What does WC-NG stand for? Working Copy ... with only 1 .svn folder instead of nested .svn folders at every level, is that correct?

I'll tell you the one way in which that might not completely solve the use-case that I have in mind, and that is doing a series of partial exports from multiple repositories. Basically I am building up a server from a series of images that come from different repositories due to ownership, permission and licensing limitations. So I might run a series of 10 or 20 exports from different sections of various repositories, to build up a given server (e.g. appliance).
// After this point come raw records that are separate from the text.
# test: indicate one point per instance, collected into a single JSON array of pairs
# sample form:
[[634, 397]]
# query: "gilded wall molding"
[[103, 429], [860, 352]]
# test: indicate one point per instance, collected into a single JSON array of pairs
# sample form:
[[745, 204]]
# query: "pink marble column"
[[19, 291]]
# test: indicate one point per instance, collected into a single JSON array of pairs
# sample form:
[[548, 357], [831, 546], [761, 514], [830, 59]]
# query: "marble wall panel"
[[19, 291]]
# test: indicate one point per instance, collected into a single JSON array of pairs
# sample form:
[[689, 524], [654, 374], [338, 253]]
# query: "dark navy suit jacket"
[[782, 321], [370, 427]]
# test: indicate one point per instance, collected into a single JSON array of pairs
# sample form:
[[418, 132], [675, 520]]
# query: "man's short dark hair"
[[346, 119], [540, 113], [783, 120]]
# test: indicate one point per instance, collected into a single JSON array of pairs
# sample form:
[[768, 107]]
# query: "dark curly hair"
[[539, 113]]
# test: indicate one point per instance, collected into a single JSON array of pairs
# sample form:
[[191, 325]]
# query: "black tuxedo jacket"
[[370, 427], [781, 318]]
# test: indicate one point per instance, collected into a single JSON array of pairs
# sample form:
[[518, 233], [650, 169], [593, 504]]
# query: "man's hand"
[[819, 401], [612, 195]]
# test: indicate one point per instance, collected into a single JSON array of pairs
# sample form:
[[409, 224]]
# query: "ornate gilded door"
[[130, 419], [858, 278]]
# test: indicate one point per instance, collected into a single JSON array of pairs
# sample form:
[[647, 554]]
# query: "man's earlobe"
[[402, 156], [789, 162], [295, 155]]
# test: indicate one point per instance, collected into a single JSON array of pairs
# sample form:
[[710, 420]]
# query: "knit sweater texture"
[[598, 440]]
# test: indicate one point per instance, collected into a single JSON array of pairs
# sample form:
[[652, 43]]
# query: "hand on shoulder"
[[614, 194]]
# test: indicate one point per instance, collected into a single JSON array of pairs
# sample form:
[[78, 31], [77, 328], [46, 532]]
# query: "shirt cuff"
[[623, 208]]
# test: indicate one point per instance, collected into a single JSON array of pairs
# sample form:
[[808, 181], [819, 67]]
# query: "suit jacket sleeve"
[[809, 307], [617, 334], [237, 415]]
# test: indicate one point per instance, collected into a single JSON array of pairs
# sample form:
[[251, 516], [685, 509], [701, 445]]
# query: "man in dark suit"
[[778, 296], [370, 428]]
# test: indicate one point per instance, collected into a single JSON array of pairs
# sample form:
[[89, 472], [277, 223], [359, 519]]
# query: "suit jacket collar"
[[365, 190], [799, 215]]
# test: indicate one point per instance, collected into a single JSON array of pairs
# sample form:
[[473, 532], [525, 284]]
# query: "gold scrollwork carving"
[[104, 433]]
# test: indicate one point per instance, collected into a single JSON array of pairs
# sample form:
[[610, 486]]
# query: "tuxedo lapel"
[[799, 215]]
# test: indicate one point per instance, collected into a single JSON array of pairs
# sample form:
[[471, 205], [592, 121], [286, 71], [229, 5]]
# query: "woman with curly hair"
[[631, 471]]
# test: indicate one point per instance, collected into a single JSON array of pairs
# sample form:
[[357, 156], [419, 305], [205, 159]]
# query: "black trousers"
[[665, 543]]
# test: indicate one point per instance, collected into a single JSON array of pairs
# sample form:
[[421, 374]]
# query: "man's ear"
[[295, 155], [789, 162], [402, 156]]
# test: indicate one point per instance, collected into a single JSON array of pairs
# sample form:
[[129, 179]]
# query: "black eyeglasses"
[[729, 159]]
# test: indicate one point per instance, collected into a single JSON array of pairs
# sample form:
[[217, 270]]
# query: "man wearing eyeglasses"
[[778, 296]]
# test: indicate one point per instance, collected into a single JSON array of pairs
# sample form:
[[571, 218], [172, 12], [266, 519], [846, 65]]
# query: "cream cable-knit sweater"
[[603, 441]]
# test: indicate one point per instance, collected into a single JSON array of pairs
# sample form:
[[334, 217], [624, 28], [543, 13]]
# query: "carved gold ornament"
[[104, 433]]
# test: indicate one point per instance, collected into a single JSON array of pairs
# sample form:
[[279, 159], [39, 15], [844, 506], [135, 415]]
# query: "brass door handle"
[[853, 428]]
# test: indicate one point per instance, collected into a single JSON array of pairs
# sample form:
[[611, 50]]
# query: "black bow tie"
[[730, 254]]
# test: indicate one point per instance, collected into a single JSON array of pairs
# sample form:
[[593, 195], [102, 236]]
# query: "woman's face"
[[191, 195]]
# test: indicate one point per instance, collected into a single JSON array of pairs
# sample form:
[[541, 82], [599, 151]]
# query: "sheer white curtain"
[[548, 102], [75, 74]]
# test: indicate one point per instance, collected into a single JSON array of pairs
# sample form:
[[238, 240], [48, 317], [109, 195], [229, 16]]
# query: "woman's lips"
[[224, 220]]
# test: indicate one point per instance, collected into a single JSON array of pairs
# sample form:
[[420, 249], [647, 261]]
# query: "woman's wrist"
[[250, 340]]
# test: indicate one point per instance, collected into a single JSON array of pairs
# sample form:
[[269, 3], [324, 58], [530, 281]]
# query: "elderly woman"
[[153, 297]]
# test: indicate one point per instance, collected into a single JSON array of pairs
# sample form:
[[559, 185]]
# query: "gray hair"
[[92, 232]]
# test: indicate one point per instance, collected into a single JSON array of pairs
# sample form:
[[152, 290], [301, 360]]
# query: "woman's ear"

Using export, there are no conflicts, even if some of those exports put files into the same target folders. (Take as a worst-case example, targeting the c:\windows\system32 folder. )

Would your 1.7 WC-NG feature be okay with a shared .svn folder (e.g. c:\.svn\ ) with details about exports relating to multiple repositories? If yes, *great*.

I suspect that non-Windows users would just use yum or equivalent for my use-case... meanwhile I came up with this process of layering exports of sections of repositories in order to build up appliances that are similar in some-but-not-all ways.

For anyone who is feeling +1 about the feature, I'd be interested in any suggestions for a better name for the flag. The reasoning behind the verbosity was that people could simultaneously realize the usefulness (skip large unchanged files) and the danger (what if a real change did not change the byte size ( bad luck )).

Thank you for your consideration.

- Ann


At 10:48 PM 7/26/2010, you wrote:
that WC-NG is just around the corner, I don't think it's worth it. It
will be much easier and (hopefully) just as fast to use a 1.7 working
copy, and ignore the single .svn meta data directory if you want to.